Die Fürsprache Moses
Die Israeliten haben mit vollem Bewusstsein das Verhältnis zu ihrem Gott gekündigt. Infolgedessen begegnete ihnen Gott nun auf dem Boden, auf den sie sich gestellt hatten. „Da sprach der HERR zu Mose: Geh, steige hinab! Denn dein Volk, das du aus dem Land Ägypten heraufgeführt hast, hat sich verdorben. Sie sind schnell von dem Weg abgewichen, den ich ihnen geboten habe … Ich habe dieses Volk gesehen, und siehe, es ist ein hartnäckiges Volk; und nun lass mich, dass mein Zorn gegen sie entbrenne und ich sie vernichte; dich aber will ich zu einer großen Nation machen“ (V. 7–10). Mit diesen Worten wurde Mose eine weite Tür geöffnet, aber er zeigt hier eine ungewöhnliche Gnade und eine sehr ähnliche Gesinnung wie jener Prophet, gleich ihm, den der Herr in späteren Tagen erwecken wollte (5. Mo 18,15). Er weigerte sich, etwas zu sein oder etwas zu empfangen ohne dieses Volk. Er verhandelt mit Gott auf dem Boden seiner eigenen Herrlichkeit und wirft das Volk auf ihn zurück mit den rührenden Worten: „Warum, HERR, sollte dein Zorn entbrennen gegen dein Volk, das du aus dem Land Ägypten herausgeführt hast mit großer Kraft und mit starker Hand? Warum sollten die Ägypter also sprechen: Zum Unglück hat er sie herausgeführt, um sie im Gebirge zu töten und sie von der Fläche des Erdbodens zu vernichten? Kehre um von der Glut deines Zorns und lass dich des Übels gegen dein Volk gereuen. Gedenke Abrahams, Isaaks und Israels, deiner Knechte, denen du bei dir selbst geschworen hast, und hast zu ihnen gesagt: Mehren will ich eure Nachkommen wie die Sterne des Himmels; und dieses ganze Land, von dem ich geredet habe, werde ich euren Nachkommen geben, dass sie es als Erbteil besitzen auf ewig“ (V. 11–13). Das war eine gewaltige Verteidigung. Die Herrlichkeit Gottes, die Ehre seines heiligen Namens, die Erfüllung seines Eidschwurs – das waren die Gründe, auf die Mose sich stützte, um den Zorn seines Herrn abzuwenden. In Israel konnte er nichts finden, worauf er seine Fürsprache hätte gründen können. Er fand alles in Gott selbst.
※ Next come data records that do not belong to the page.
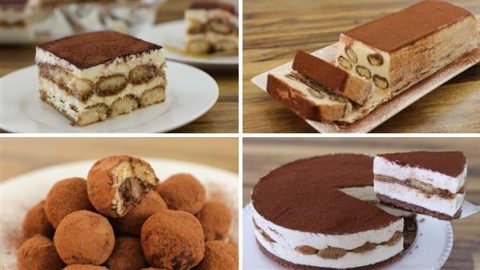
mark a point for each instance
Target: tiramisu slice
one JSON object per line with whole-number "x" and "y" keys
{"x": 13, "y": 27}
{"x": 211, "y": 27}
{"x": 310, "y": 214}
{"x": 317, "y": 90}
{"x": 94, "y": 76}
{"x": 403, "y": 48}
{"x": 430, "y": 183}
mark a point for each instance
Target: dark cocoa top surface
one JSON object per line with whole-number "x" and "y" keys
{"x": 320, "y": 71}
{"x": 91, "y": 49}
{"x": 304, "y": 196}
{"x": 213, "y": 5}
{"x": 449, "y": 163}
{"x": 399, "y": 29}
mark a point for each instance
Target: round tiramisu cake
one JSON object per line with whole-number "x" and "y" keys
{"x": 321, "y": 213}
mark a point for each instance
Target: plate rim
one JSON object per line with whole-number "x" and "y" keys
{"x": 130, "y": 129}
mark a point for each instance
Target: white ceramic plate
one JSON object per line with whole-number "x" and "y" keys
{"x": 388, "y": 109}
{"x": 190, "y": 93}
{"x": 171, "y": 35}
{"x": 430, "y": 250}
{"x": 23, "y": 192}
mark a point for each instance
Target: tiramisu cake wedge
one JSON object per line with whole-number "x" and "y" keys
{"x": 94, "y": 76}
{"x": 398, "y": 50}
{"x": 430, "y": 183}
{"x": 317, "y": 90}
{"x": 211, "y": 27}
{"x": 309, "y": 214}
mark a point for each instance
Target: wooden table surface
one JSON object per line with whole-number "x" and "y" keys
{"x": 262, "y": 155}
{"x": 275, "y": 30}
{"x": 222, "y": 118}
{"x": 21, "y": 155}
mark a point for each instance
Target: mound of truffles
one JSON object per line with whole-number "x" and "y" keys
{"x": 121, "y": 218}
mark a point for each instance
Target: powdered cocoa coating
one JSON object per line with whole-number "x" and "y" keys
{"x": 304, "y": 195}
{"x": 36, "y": 222}
{"x": 66, "y": 196}
{"x": 450, "y": 163}
{"x": 131, "y": 224}
{"x": 84, "y": 237}
{"x": 94, "y": 48}
{"x": 215, "y": 218}
{"x": 172, "y": 240}
{"x": 219, "y": 255}
{"x": 127, "y": 255}
{"x": 183, "y": 192}
{"x": 38, "y": 253}
{"x": 84, "y": 267}
{"x": 100, "y": 180}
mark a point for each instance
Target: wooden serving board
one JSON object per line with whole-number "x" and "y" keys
{"x": 390, "y": 108}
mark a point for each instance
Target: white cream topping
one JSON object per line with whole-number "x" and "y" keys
{"x": 60, "y": 95}
{"x": 349, "y": 260}
{"x": 204, "y": 15}
{"x": 120, "y": 65}
{"x": 388, "y": 168}
{"x": 415, "y": 197}
{"x": 291, "y": 239}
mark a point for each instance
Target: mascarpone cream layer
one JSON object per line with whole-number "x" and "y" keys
{"x": 120, "y": 65}
{"x": 349, "y": 260}
{"x": 64, "y": 99}
{"x": 290, "y": 239}
{"x": 415, "y": 197}
{"x": 385, "y": 167}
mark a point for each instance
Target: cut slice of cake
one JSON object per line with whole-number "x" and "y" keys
{"x": 396, "y": 51}
{"x": 430, "y": 183}
{"x": 211, "y": 27}
{"x": 94, "y": 76}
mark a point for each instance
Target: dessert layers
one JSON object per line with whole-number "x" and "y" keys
{"x": 211, "y": 27}
{"x": 430, "y": 183}
{"x": 382, "y": 58}
{"x": 403, "y": 48}
{"x": 91, "y": 77}
{"x": 317, "y": 212}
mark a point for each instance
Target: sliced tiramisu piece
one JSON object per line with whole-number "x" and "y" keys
{"x": 430, "y": 183}
{"x": 13, "y": 27}
{"x": 310, "y": 214}
{"x": 398, "y": 50}
{"x": 317, "y": 90}
{"x": 211, "y": 27}
{"x": 94, "y": 76}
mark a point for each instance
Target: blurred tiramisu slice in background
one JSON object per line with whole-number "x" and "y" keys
{"x": 94, "y": 76}
{"x": 212, "y": 27}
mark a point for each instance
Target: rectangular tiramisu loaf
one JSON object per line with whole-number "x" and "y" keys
{"x": 94, "y": 76}
{"x": 317, "y": 90}
{"x": 430, "y": 183}
{"x": 398, "y": 50}
{"x": 211, "y": 27}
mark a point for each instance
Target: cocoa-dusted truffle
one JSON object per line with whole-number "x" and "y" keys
{"x": 219, "y": 255}
{"x": 131, "y": 224}
{"x": 183, "y": 192}
{"x": 116, "y": 184}
{"x": 84, "y": 237}
{"x": 127, "y": 255}
{"x": 36, "y": 222}
{"x": 66, "y": 196}
{"x": 172, "y": 240}
{"x": 84, "y": 267}
{"x": 215, "y": 218}
{"x": 38, "y": 253}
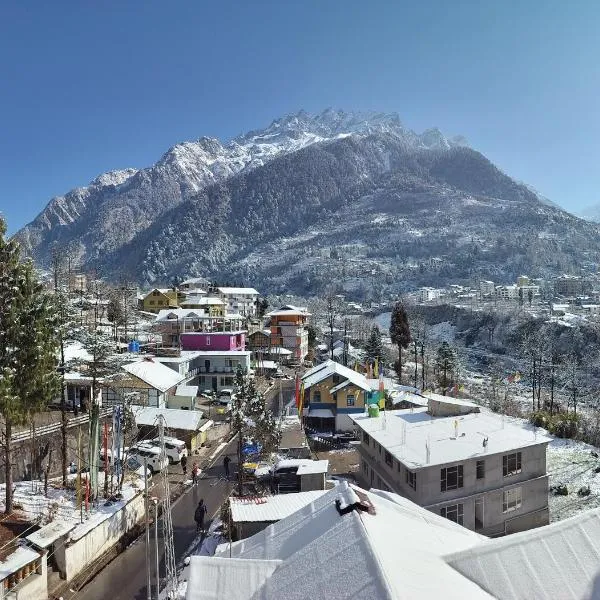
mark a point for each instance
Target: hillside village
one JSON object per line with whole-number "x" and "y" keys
{"x": 432, "y": 446}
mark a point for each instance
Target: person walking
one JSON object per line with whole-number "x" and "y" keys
{"x": 199, "y": 515}
{"x": 184, "y": 464}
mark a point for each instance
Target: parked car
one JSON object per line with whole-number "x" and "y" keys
{"x": 175, "y": 448}
{"x": 152, "y": 454}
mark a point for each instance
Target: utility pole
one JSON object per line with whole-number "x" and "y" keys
{"x": 147, "y": 533}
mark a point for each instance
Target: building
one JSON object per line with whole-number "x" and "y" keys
{"x": 300, "y": 557}
{"x": 333, "y": 392}
{"x": 158, "y": 299}
{"x": 146, "y": 382}
{"x": 487, "y": 288}
{"x": 479, "y": 469}
{"x": 507, "y": 292}
{"x": 240, "y": 301}
{"x": 289, "y": 330}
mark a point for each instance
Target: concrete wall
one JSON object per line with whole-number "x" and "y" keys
{"x": 78, "y": 554}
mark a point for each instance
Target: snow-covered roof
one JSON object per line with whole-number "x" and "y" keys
{"x": 330, "y": 367}
{"x": 187, "y": 420}
{"x": 561, "y": 560}
{"x": 270, "y": 508}
{"x": 154, "y": 374}
{"x": 406, "y": 434}
{"x": 312, "y": 541}
{"x": 235, "y": 291}
{"x": 19, "y": 558}
{"x": 49, "y": 533}
{"x": 187, "y": 390}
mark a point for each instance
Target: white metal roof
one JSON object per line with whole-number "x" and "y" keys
{"x": 48, "y": 534}
{"x": 270, "y": 508}
{"x": 235, "y": 291}
{"x": 561, "y": 560}
{"x": 406, "y": 434}
{"x": 154, "y": 374}
{"x": 187, "y": 420}
{"x": 19, "y": 558}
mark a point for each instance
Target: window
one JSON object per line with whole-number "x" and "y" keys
{"x": 480, "y": 469}
{"x": 511, "y": 500}
{"x": 453, "y": 513}
{"x": 452, "y": 478}
{"x": 511, "y": 464}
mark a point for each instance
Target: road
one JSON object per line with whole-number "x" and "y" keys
{"x": 125, "y": 577}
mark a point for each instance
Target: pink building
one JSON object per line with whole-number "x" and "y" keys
{"x": 217, "y": 341}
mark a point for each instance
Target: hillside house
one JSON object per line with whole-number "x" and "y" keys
{"x": 289, "y": 330}
{"x": 332, "y": 393}
{"x": 479, "y": 469}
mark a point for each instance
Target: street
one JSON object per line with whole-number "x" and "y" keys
{"x": 125, "y": 577}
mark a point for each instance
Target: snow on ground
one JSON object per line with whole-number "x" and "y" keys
{"x": 32, "y": 505}
{"x": 572, "y": 464}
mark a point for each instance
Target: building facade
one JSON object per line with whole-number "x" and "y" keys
{"x": 473, "y": 469}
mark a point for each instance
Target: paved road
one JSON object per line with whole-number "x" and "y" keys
{"x": 125, "y": 577}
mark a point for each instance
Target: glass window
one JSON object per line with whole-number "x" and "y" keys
{"x": 481, "y": 469}
{"x": 511, "y": 464}
{"x": 512, "y": 500}
{"x": 452, "y": 478}
{"x": 453, "y": 513}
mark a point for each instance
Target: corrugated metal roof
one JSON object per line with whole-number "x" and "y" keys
{"x": 270, "y": 508}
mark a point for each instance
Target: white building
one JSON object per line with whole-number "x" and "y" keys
{"x": 240, "y": 301}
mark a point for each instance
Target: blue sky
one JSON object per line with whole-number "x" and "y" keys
{"x": 88, "y": 87}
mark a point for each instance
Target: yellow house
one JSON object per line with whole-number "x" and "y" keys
{"x": 331, "y": 393}
{"x": 159, "y": 299}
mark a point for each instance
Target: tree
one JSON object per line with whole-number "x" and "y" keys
{"x": 251, "y": 421}
{"x": 446, "y": 366}
{"x": 400, "y": 333}
{"x": 374, "y": 346}
{"x": 28, "y": 348}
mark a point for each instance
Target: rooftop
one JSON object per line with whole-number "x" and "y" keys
{"x": 407, "y": 433}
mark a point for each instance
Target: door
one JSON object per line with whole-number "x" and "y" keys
{"x": 479, "y": 510}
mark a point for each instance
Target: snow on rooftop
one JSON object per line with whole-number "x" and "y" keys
{"x": 406, "y": 433}
{"x": 188, "y": 420}
{"x": 154, "y": 374}
{"x": 270, "y": 508}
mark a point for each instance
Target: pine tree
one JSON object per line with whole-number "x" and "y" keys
{"x": 28, "y": 348}
{"x": 400, "y": 333}
{"x": 374, "y": 346}
{"x": 251, "y": 420}
{"x": 446, "y": 365}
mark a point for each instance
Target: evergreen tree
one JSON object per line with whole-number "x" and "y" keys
{"x": 374, "y": 346}
{"x": 446, "y": 366}
{"x": 251, "y": 420}
{"x": 400, "y": 333}
{"x": 28, "y": 348}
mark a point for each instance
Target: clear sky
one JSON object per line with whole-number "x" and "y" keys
{"x": 87, "y": 87}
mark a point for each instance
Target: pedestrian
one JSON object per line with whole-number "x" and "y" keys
{"x": 199, "y": 515}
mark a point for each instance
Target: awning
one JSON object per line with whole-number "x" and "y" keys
{"x": 321, "y": 413}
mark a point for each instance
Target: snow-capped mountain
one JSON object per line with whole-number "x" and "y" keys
{"x": 355, "y": 194}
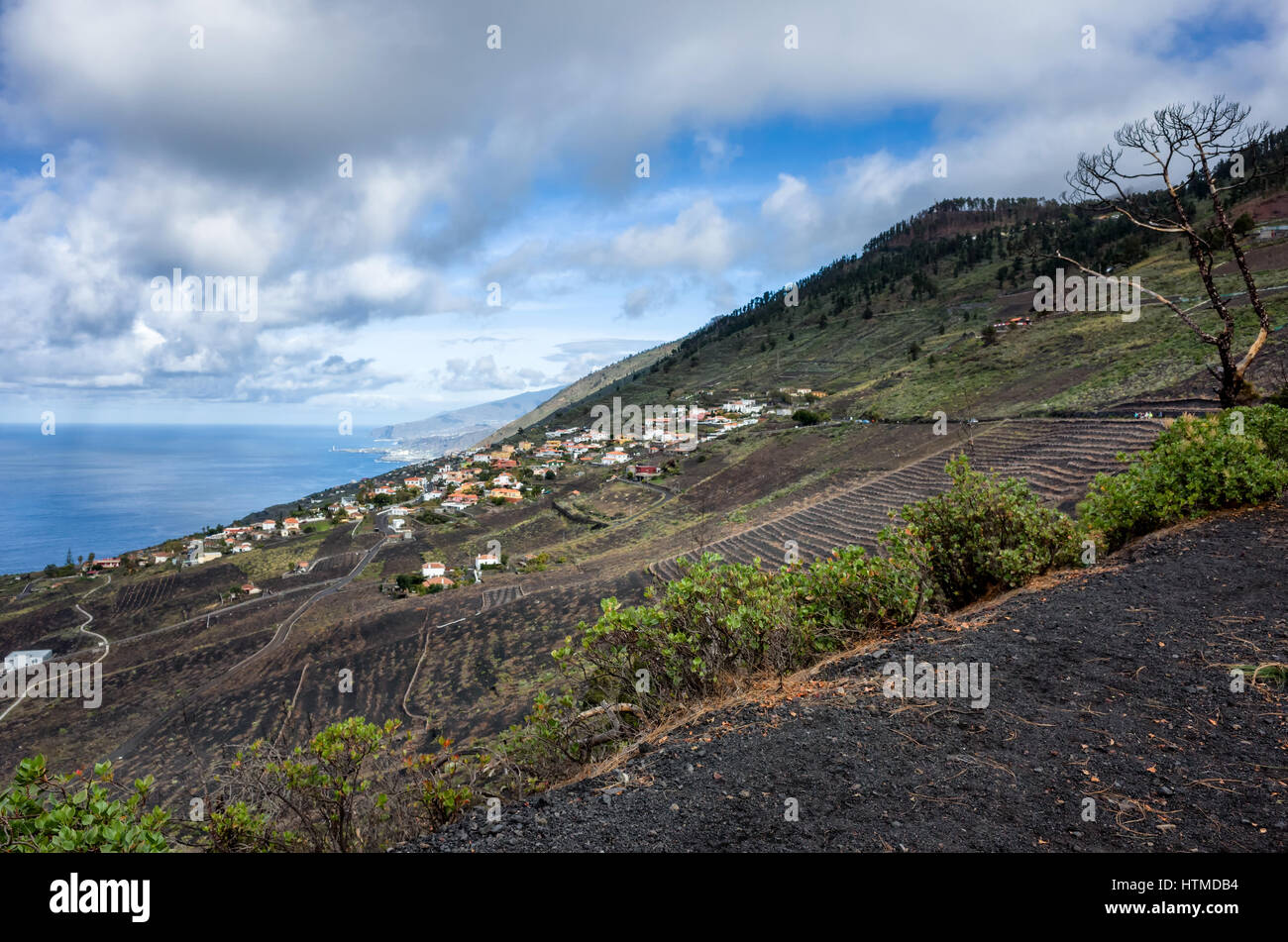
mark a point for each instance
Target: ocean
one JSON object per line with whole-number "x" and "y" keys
{"x": 112, "y": 488}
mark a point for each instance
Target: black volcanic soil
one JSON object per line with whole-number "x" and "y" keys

Der Herr hatte zu Mose gesagt. „Dein Volk, das du aus dem Land Ägypten heraufgeführt hast“, aber Mose antwortet dem Herrn: „Dein Volk, das du herausgeführt hast“. Trotz allem war und blieb Israel das Volk Gottes; sein Name, seine Herrlichkeit und sein Eidschwur standen mit dem Schicksal Israels unmittelbar in Verbindung. Wenn Gott sich mit einem Volk einsmacht, dann ist Er in seiner ganzen Herrlichkeit mit ihm verbunden, und auf dieser unerschütterlichen Grundlage ruht auch der Glaube. Mose verliert sich selbst ganz und gar aus dem Auge. Seine ganze Seele ist erfüllt mit der Herrlichkeit Gottes und mit dem Volk Gottes. Welch ein Diener! Wie wenige gleichen ihm! Und doch, wie unendlich weit war er selbst in diesem Dienst von unserem Herrn Jesus entfernt! Mose stieg vom Berg herab, und als er das Kalb und die Reigentänze sah, „da entbrannte der Zorn Moses, und er warf die Tafeln aus seinen Händen und zerbrach sie unten am Berg“ (V. 19). Der Bund war gebrochen, die Zeugnisse davon lagen in Stücken am Boden, und dann, nachdem Mose in gerechtem Zorn das Gericht vollzogen hatte, sagte er zu dem Volk: „Ihr habt eine große Sünde begangen: und nun will ich zu dem HERRN hinaufsteigen, vielleicht kann ich Sühnung für eure Sünde tun“ (V. 30).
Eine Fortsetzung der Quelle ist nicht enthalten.